# CVE-2021-44733: Fuzzing and exploitation of a use-after-free in the Linux kernel TEE subsystem

Recently a use-after-free vulnerability was discovered in the Linux kernel TEE subsystem, up to and including version 5.15.11, and was assigned CVE-2021-44733 [1].

At a first glance it did not seem to be exploitable for several reasons, however after some further analysis of the vulnerable code path and by implementing a crude proof-of-concept exploit it was possible to overwrite a function pointer in the kernel. No privilege escalation payload is presented in this post, however the entire environment for running OPTEE and the exploit is available for further testing, see 'Setting up the environment'.

## Background

A TEE (Trusted Execution Environment) is a trusted OS running in some secure environment, for example, TrustZone on ARM CPUs.

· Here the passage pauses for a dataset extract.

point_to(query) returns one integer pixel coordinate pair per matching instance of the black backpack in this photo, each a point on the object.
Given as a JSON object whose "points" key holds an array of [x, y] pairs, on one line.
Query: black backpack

A TEE driver handles the details needed to communicate with the TEE. Some of the more important duties of the driver is to provide a generic API towards the TEE based on the Globalplatform TEE Client API specification [3], but also to manage the shared memory between Linux and the TEE. This subsystem can be enabled by configuring `CONFIG_OPTEE` in the kernel configurations for ARM architectures.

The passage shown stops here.